Audits fail not so often because the firm’s process was flawed, but because individual auditors or engagement teams fail to adhere to firm methodologies, according to Jay Hanson, a member of the Public Company Accounting Oversight Board.

At a national accounting conference on regulatory issues, Hanson said he sees much more context around audit failures than the board is able to relate in its inspection reports, and he’s pushing for more PCAOB analysis to identify the root causes of audit failures. Board members have greater visibility into what goes wrong in audits, he said, and he observes it’s more often a problem with auditors executing on firm methodologies. “I can ask: did the firm miss it overall, so any diligent auditor following their programs would have missed it? Or was it an on-the-ground execution problem?” Hanson said. “The vast, vast majority of findings are an execution problem.

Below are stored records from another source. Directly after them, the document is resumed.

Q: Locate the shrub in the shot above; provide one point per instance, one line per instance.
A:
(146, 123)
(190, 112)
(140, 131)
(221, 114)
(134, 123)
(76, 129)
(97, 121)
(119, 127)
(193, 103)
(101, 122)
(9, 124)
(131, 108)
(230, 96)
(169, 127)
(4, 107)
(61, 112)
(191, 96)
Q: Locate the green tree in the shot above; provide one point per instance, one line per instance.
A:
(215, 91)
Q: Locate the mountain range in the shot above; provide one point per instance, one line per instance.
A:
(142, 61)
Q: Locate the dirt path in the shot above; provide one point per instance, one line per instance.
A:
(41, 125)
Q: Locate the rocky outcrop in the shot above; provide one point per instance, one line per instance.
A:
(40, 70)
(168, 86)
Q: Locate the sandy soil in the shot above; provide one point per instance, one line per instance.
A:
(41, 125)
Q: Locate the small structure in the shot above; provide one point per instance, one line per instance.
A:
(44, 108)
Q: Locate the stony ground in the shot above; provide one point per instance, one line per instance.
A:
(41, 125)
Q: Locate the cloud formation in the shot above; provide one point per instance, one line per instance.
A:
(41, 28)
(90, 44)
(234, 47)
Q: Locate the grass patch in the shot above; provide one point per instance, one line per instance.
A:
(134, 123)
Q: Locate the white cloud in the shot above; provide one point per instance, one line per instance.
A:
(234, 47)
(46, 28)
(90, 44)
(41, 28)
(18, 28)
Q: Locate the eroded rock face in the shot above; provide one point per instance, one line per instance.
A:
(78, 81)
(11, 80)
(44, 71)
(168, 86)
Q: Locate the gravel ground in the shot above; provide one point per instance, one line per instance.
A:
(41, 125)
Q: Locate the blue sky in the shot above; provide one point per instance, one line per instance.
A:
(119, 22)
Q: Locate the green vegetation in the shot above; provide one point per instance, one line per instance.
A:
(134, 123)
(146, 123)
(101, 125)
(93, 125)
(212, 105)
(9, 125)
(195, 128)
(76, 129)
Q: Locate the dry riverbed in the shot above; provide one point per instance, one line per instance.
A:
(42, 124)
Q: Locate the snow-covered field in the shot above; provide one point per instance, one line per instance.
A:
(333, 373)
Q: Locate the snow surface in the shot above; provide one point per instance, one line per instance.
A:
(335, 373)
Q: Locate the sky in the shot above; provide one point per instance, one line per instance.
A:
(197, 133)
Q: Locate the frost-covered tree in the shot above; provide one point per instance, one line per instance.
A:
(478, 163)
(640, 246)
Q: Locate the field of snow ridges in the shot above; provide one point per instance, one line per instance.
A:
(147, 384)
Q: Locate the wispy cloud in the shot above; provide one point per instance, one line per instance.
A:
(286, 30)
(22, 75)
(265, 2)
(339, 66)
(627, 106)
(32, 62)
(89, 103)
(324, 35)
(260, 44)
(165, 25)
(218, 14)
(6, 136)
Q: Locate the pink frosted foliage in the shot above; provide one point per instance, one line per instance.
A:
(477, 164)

The firm’s guidance is usually just fine.”

Hanson said he wishes the PCAOB’s inspection reporting process enabled the board to share which audits “by every measure were a train wreck” versus those that represented “a near miss” and those marred by one-off deficiencies in audit procedures. “We’re pretty good at putting out data,” he said. “I wish we could do a better job of putting out the analysis of what the data means.”

With another round of inspection results expected next year that will show no meaningful improvement in audit inspection findings, Hanson says he commonly hears questions about the board’s regulatory approach. “I am often asked whether we have struck the right balance to drive positive changes while avoiding the imposition of unreasonable burdens,” he said. “That is a question that all of us at the board should regularly ask ourselves.” Chairman James Doty and Hanson said the board is preparing to issue some kind of summary report to give some broad visibility into 2014 inspection results without the year or more wait for individual reports to be finalized.

To effectively drive improvement in audits, the PCAOB needs to not only call out poor work, but identify indicators of good quality audit work as well, Hanson said. The board sees cases where inspectors dig into complex audits with numerous audit risks but find no deficiencies to criticize. “I wish we could find a way to bottle our observations of those and share it,” he said. The PCAOB has been working on a project to identify audit quality indicators and is expecting in early 2015 to publish a concept release that would summarize its findings.